This repository contains the code to reproduce the results of the paper Direction of Arrival with One Microphone, a few LEGOs, and Non-Negative Matrix Factorization.

Conventional approaches to sound source localization require at least two microphones. It is known, however, that people with unilateral hearing loss can also localize sounds. Monaural localization is possible thanks to the scattering by the head, though it hinges on learning the spectra of the various sources. We take inspiration from this human ability to propose algorithms for accurate sound source localization using a single microphone embedded in an arbitrary scattering structure. The structure modifies the frequency response of the microphone in a direction-dependent way giving each direction a signature. While knowing those signatures is sufficient to localize sources of white noise, localizing speech is much more challenging: it is an ill-posed inverse problem which we regularize by prior knowledge in the form of learned non-negative dictionaries. We demonstrate a monaural speech localization algorithm based on non-negative matrix factorization that does not depend on sophisticated, designed scatterers. In fact, we show experimental results with ad hoc scatterers made of LEGO bricks. Even with these rudimentary structures we can accurately localize arbitrary speakers; that is, we do not need to learn the dictionary for the particular speaker to be localized. Finally, we discuss multi-source localization and the related limitations of our approach.

Dalia El Badawy and Ivan Dokmanić

Dalia El Badawy

The devices made from LEGO bricks are placed on a base plate of size 25 cm by 25 cm.
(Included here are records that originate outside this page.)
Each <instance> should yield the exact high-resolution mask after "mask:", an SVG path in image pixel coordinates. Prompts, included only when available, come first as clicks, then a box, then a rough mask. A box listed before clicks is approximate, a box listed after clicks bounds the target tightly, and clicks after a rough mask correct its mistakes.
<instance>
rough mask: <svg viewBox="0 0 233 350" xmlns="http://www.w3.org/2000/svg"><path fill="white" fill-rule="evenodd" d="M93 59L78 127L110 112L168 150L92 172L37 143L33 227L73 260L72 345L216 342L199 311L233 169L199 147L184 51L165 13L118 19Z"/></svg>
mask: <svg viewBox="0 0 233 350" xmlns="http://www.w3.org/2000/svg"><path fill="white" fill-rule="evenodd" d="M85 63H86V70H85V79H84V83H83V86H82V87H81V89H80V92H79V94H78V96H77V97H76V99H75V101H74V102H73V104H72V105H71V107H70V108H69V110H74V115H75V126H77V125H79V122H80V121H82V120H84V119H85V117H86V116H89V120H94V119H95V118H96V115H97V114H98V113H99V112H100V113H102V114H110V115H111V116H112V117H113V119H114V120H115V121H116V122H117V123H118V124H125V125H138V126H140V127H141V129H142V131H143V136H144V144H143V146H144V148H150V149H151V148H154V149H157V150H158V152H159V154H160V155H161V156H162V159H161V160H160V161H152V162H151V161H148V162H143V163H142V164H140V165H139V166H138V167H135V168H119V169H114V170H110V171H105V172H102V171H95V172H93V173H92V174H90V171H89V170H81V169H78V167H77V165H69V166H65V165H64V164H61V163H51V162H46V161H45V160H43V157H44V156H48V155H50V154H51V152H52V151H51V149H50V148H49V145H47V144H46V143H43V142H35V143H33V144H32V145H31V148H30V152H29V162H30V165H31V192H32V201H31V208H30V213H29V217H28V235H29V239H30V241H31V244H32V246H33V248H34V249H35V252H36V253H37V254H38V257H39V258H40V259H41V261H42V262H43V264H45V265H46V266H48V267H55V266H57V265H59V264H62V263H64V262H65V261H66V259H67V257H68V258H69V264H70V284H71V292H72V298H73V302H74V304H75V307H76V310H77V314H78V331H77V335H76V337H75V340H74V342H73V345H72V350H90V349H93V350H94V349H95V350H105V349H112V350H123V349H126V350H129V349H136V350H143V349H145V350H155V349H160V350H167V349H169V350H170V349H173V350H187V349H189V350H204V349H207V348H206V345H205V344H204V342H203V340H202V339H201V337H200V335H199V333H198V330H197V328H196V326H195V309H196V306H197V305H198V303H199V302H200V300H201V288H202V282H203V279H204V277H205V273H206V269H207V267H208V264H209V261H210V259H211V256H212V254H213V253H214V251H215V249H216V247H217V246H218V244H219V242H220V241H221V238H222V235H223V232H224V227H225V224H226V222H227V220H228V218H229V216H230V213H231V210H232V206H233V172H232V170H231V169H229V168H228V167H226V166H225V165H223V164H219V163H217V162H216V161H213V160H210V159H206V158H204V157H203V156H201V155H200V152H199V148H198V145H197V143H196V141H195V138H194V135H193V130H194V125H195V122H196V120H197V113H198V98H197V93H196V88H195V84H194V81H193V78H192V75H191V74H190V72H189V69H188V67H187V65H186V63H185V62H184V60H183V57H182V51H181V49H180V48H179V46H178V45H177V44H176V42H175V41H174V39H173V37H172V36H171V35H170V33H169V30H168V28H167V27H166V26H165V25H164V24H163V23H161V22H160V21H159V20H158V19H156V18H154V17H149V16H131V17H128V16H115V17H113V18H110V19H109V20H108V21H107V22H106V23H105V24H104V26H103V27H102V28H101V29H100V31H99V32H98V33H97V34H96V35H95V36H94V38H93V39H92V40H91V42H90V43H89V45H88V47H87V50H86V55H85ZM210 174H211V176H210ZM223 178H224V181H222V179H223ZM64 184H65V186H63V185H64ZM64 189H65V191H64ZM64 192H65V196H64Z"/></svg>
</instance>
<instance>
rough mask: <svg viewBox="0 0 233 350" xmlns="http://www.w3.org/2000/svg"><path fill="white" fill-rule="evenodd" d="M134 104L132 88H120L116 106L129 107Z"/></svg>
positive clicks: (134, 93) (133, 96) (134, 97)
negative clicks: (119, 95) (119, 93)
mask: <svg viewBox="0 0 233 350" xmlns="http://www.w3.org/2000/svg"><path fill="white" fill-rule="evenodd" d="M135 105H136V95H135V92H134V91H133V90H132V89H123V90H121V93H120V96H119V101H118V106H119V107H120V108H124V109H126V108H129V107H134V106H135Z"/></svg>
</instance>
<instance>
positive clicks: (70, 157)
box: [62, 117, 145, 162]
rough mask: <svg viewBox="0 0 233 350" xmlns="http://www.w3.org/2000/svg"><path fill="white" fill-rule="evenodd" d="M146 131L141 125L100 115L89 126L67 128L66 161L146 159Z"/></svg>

Left: LEGO1. Right: LEGO2.

The impulse responses measured in an anechoic chamber are stored in data as numpy arrays sampled at 16000 Hz. Each column corresponds to one direction.

• Python 2.7.
• Numpy, Protocol Buffers, Seaborn, and Matplotlib.

Each experiment is governed by a configuration file specifying which device to use, the spatial discretization, ... etc. The structure of the file and all the parameters are specified in proto/info.proto. The configuration files used in the paper can be found in configs.

We use speech files from the TIMIT database stored as numpy arrays (the script preread.py does the conversion from wav file to .npy). The configuration files in configs assume the data is located in a subfolder of data, for e.g., data/test/female/.

There are three main scripts:

• exp_white.py: for results with white sources
• exp_proto.py: for results using a dictionary of spectral prototypes
• exp.py: for results using a universal speech model (USM)

Each script takes as input a configuration file. For example, in a UNIX terminal, run the following

python exp.py configs/lego1_fspeech_1.txt

A log file, figure, and text file with the results are generated in a subdirectory of results.